Nous n’avons guère l’habitude, à la Banque mondiale, d’être sollicités par des élèves sur un enjeu spécifique du développement ! Mais une expérience récente dans une école de Beyrouth montre tout l’intérêt pour notre travail de discuter et d’échanger avec les plus jeunes.
Lors d’un voyage d’études effectué dernièrement au Liban, des responsables de la Wellspring Learning Community ont demandé à ma collègue Mona el-Chami si la Banque mondiale pouvait dépêcher des experts des questions d’eau pour une intervention en classe tournant autour du thème de la rareté de cette ressource et de sa gestion. La proposition n’avait rien de très étonnant, jusqu’à ce que la direction lui explique que le public serait composé d’élèves de 3e année, donc âgés de huit à neuf ans. Cela nous a rappelé cet ancien proverbe arabe qui dit qu’« instruire la jeunesse, c’est graver sur le marbre »… Nous avons donc préparé une courte intervention sur le cycle de l’eau, avec quelques photos pour illustrer notre propos. Très rapidement, nous avons réalisé que ces enfants connaissaient déjà parfaitement le cycle hydrologique. Alors nous sommes passées à des questions plus complexes, pour traiter de la rareté de l’eau au Moyen-Orient et du caractère aggravant de la pollution et du gaspillage.

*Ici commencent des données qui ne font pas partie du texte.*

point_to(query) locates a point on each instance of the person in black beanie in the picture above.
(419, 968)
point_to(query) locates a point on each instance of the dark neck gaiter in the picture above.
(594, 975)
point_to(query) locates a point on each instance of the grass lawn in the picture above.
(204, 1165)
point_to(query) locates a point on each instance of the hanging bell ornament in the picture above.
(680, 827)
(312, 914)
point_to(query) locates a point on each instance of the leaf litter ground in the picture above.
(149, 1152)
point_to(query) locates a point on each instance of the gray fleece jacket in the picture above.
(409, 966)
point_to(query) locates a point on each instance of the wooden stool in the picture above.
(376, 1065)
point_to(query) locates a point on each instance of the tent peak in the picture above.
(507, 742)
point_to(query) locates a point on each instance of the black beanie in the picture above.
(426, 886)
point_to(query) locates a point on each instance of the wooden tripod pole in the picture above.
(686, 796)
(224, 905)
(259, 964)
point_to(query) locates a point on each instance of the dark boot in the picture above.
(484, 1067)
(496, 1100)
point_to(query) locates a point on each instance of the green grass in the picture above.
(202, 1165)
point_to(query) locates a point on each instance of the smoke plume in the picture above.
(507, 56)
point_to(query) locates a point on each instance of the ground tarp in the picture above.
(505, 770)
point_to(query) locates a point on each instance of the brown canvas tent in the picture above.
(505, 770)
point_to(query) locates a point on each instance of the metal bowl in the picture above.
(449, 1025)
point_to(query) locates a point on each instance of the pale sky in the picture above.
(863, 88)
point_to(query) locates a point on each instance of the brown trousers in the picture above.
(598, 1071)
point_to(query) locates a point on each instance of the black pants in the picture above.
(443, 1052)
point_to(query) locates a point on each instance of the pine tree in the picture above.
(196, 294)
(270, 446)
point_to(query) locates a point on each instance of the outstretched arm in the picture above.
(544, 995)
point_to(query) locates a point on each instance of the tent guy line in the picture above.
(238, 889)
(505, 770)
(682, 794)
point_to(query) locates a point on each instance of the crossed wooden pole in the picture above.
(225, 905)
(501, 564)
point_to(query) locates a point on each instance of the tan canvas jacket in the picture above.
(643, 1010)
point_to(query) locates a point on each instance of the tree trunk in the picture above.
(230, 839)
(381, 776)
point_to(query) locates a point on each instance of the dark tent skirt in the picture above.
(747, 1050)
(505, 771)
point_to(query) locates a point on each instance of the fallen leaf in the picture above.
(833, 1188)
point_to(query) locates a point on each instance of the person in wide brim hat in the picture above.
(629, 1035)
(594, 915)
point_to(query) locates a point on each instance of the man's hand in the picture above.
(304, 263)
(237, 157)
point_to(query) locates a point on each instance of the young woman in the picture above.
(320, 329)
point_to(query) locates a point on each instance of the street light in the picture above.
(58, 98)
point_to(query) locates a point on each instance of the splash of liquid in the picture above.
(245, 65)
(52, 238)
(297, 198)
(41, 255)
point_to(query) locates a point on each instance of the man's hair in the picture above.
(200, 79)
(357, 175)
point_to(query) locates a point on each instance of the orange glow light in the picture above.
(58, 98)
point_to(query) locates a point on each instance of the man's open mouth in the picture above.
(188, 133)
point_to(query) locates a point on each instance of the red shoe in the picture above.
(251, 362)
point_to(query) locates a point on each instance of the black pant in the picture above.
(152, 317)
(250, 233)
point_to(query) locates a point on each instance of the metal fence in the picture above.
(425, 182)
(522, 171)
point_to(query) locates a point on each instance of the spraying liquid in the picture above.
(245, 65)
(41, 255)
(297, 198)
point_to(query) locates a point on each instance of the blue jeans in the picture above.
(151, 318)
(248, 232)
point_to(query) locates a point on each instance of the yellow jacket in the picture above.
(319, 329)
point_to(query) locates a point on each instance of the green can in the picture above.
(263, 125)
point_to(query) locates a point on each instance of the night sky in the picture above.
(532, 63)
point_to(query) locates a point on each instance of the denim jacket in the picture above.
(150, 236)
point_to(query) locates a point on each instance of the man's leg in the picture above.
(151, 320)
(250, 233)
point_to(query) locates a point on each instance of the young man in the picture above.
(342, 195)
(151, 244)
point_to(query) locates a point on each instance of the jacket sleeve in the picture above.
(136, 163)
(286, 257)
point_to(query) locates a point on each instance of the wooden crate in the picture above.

L’enseignant nous avait spécifiquement demandé d’appréhender la question des pénuries du point de vue physique et économique. Mais lors de la séance de questions qui a suivi notre intervention, nous avons vu que notre jeune public avait bien intégré le concept de base : le monde dispose d’un volume fixe d’eau, qui se recycle en permanence. Les élèves, très curieux, voulaient en savoir plus, nettement plus : Comment économiser l’eau pour assurer notre avenir ? Comment la recycler ? Comment repère-t-on les eaux souterraines ? Pourquoi manque-t-on d’eau alors qu’il pleut beaucoup et que les fleuves sont si nombreux ?
Nous étions étonnées et ravies de voir que ces jeunes enfants arrivaient à comprendre des concepts qui échappent à l’entendement de bon nombre d’adultes. Alors nous leur avons expliqué que l’on parle de pénurie physique lorsque les ressources ne suffisent pas à satisfaire les besoins des populations — un problème auquel sont effectivement confrontés les pays du Moyen-Orient et de l’Afrique du Nord. Ce qui a déclenché un deuxième feu nourri de questions : pourquoi certains pays manquent d’eau et d’autres non ? C’était le moment d’aborder la notion de pénurie économique : il y a de l’eau mais pas assez d’argent pour développer la ressource. Cette situation oblige les consommateurs à boire une eau insalubre et prive en outre les agriculteurs d’une ressource qui leur permettrait d’irriguer leurs terres.
Les capacités d’observation de ces enfants étaient impressionnantes : ils avaient bien remarqué que, sur les photos projetées, la corvée d’eau était assurée par les femmes et les enfants. Ils ont alors voulu savoir où étaient les hommes. Réponse : au travail. Ce qui oblige les femmes et les enfants (qui n’ont pas les moyens d’aller à l’école) à aller chercher l’eau. La pénurie les pénalise.
À la fin, les enfants nous ont demandé ce qu’ils pouvaient faire pour qu’il y ait suffisamment d’eau salubre. Nous leur avons conseillé de se laver les dents avec un gobelet au lieu de laisser l’eau couler, de prendre des douches moins longues et de jeter les ordures dans les lieux prévus à cet effet afin de ne pas les retrouver dans les fleuves ni dans la mer. Cette intervention en classe nous a été aussi utile qu’elle l’a été pour les enfants qui, en point d’orgue à ce déplacement, ont conçu une série d’animations sur l’eau et son impact sur notre quotidien.